"It's an arduous process but, again, it's just me standing up for what's right," Meghan said Tuesday at The New York Times DealBook Online Summit. "At a certain point, no matter how difficult it is, you know the difference between right and wrong, you must stand up for what's right, and that's what I'm doing."
Meghan, who now lives in California with her husband, Prince Harry, and their two children, sued Associated Newspapers Ltd., a U.K. tabloid publisher, in 2019 for alleged copyright infringement, misuse of private information and breach of the Data Protection Act over the publication of extracts of a handwritten letter she wrote to her now-estranged father, Thomas Markle, in 2018, after her wedding to Harry.
Parts of the letter were reproduced by Associated Newspapers, the publisher of the Daily Mail and the Mail on Sunday, in five articles in February 2019.
Meghan won in a summary judgement earlier this year, but Associated Newspapers has appealed, requesting that the case go to trial and claiming new evidence shows Meghan knew the letter might be made public.
"The fundamental point turns out to be false on the new evidence," a lawyer for the publishing group said in court Tuesday. "The letter was crafted specifically with the potential of public consumption in mind because the claimant appreciated Mr. Markle might disclose it to the media."
The new evidence cited by the publishing group is testimony from Harry and Meghan's former communications secretary Jason Knauf.
Knauf, who reportedly filed a complaint against Meghan in 2018 over her alleged treatment of aides, claims in a witness statement that Meghan "indicated in messages to me that she recognized that it was possible that Mr. Markle would make the letter public."

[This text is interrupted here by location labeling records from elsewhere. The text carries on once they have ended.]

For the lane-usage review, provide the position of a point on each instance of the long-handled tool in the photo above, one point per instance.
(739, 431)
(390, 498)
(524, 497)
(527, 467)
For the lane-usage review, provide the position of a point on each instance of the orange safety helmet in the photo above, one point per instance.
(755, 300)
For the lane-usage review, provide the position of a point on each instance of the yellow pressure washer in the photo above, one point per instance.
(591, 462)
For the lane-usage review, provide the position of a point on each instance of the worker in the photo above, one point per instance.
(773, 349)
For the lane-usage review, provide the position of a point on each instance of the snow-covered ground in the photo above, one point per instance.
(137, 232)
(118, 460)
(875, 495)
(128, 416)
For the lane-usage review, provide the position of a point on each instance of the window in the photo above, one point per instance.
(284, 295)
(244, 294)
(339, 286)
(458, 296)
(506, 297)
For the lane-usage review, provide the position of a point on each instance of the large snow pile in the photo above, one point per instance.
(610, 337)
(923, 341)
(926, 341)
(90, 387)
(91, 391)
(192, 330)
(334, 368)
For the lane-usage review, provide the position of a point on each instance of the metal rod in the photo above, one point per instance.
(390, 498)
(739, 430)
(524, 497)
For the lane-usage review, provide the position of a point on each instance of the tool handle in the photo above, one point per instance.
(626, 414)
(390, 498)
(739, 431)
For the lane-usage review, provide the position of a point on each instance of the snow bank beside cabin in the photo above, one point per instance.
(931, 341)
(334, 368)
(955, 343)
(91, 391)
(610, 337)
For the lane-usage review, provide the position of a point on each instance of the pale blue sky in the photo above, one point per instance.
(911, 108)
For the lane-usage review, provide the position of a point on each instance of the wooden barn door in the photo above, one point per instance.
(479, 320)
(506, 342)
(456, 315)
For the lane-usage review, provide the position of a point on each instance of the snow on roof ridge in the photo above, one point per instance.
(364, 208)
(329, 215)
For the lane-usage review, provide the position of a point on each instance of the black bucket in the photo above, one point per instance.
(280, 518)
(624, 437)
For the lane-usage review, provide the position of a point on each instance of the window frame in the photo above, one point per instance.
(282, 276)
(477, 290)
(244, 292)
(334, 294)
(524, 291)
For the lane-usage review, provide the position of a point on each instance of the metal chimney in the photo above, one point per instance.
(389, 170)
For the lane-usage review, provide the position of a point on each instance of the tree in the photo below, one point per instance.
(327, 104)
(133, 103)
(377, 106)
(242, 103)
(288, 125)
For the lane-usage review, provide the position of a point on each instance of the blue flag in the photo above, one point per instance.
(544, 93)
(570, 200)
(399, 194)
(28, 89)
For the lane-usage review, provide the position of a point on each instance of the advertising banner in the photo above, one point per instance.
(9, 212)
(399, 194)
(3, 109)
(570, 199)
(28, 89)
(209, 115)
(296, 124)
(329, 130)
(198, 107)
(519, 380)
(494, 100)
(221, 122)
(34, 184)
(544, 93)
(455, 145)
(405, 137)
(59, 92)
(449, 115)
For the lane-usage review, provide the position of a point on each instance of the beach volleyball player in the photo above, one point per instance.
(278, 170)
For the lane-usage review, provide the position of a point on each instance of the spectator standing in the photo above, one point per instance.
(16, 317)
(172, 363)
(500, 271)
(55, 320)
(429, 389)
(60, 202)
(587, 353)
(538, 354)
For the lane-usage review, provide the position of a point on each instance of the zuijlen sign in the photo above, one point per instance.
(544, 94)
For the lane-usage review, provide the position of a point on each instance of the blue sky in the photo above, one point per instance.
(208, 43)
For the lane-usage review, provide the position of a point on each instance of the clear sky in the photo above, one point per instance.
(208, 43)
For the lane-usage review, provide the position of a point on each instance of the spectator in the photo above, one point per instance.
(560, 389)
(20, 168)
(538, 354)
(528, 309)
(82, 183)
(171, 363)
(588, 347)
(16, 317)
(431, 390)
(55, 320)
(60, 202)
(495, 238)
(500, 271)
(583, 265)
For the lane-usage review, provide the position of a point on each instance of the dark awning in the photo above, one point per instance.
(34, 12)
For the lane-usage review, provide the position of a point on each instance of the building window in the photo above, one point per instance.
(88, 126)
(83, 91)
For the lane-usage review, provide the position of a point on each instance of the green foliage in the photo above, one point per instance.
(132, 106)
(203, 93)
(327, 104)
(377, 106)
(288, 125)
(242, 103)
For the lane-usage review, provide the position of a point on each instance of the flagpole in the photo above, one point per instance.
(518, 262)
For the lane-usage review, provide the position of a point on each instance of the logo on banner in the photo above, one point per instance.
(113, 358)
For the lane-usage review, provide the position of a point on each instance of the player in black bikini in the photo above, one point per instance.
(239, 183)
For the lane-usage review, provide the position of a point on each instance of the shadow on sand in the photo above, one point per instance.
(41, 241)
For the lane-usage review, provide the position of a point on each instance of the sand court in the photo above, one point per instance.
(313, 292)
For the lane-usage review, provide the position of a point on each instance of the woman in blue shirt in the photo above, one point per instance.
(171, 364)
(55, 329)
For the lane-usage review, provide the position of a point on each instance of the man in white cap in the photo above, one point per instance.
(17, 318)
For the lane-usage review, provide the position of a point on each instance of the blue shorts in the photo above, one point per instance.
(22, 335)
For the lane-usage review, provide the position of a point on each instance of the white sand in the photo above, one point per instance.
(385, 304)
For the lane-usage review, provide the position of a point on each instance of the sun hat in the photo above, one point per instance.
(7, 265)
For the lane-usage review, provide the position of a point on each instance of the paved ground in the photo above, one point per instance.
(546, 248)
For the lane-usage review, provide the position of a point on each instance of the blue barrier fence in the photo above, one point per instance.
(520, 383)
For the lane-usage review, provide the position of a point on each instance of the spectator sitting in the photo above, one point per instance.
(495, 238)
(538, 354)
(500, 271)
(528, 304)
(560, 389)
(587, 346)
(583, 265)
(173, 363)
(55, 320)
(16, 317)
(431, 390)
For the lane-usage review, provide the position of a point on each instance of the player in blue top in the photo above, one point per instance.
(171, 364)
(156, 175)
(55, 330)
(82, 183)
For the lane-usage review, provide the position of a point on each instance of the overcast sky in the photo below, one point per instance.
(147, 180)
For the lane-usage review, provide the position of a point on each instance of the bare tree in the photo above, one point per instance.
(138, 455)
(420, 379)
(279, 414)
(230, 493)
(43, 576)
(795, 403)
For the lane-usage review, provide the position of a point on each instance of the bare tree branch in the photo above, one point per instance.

"When the Duchess was considering how to handle Mr. Markle’s increasing public interventions – both for concerns about his welfare and also to protect her reputation – she explored options for written communication that might convince him to stop giving interviews, but that could also set the record straight if he gave them to the media," Knauf said in the statement provided to Associated Newspapers' lawyers. "The Duchess wanted to make sure that if the letter became public it would assist with setting out her perspective on the problems with her father’s behavior. In the messages on 24 August she said she felt 'fantastic' after writing it and added that: 'And if he leaks it then that’s on his conscious(sic) but at least the world will know the truth. Words I could never voice publicly.'"
Knauf also claims Meghan and Harry later authorized specific cooperation in December 2018 with the authors of "Finding Freedom," a book about her and Prince Harry's departure from official royal duties. The book was co-authored by Carolyn Durand, a former ABC News producer, and Omid Scobie, currently an ABC News royal contributor.
Knauf cited an email exchange with Prince Harry regarding an upcoming meeting Knauf had with the authors, and provided Harry a list of topics the authors wanted to discuss. He said he expressed to Harry that “being able to say hand on heart that we did not facilitate access will be important” in the email.
According to Knauf, Harry replied, saying: "I totally agree that we have to be able to say we didn’t have anything to do with it. Equally, you giving the right context and background to them would help get some truths out there. The truth is v much needed and would be appreciated, especially around the Markle/wedding stuff but at the same time we can’t put them directly in touch with her friends."
Knauf claims Meghan also provided him with a list of background information and bullet points to discuss with the authors, including her happiness about moving to Windsor and her relationship with her father and half-siblings.
Lawyers for Associated Newspapers argued during the original privacy lawsuit case that Meghan was trying to manipulate the narrative around her to be more positive, and that she gave or enabled "them [the authors of Finding Freedom, Omid Scobie and Carolyn Durand] to be given a great deal of other information about her personal life, in order to set out her own version of events in a way that is favorable to her."
Meghan's lawyers categorically refuted those claims at the time and Meghan did so again Wednesday in a new response to the Associated Newspapers' appeal.
"It is untrue that my husband and I [or either of us] spoke to the authors for the purposes of the Book. Nor did we meet with them 'in about late 2018,' far less did we do so at any time to discuss 'the ways in which [we] would cooperate in the writing of the Book'(as also alleged. I note that this is effectively confirmed by Mr. Knauf at paragraph 18 of his Witness Statement," she wrote in a 22-page response to Knauf.
Meghan also stated she did not believe the letter was “likely to reach the public domain," but "merely recognized that this was a possibility given the extraordinary level of media attention and unusual lens we were all under."
"To be clear, I did not want any of it to be published, and wanted to ensure that the risk of it being manipulated or misleadingly edited was minimized, were it to be exploited," she said, adding that writing a letter was the only "viable option" for communicating with her father due to the media intrusion into their relationship.
Meghan also said in her response that it was only until Thomas Markle began including the royal family in his media attacks that senior members of the family expressed concern over wanting him to be stopped. She said she was "eager to please" them, and that the situation was putting significant pressure on Harry.
She said she decided to write the letter in accordance with advice she received from two senior family members, who are not named.
A final judgment in the appeal is expected soon.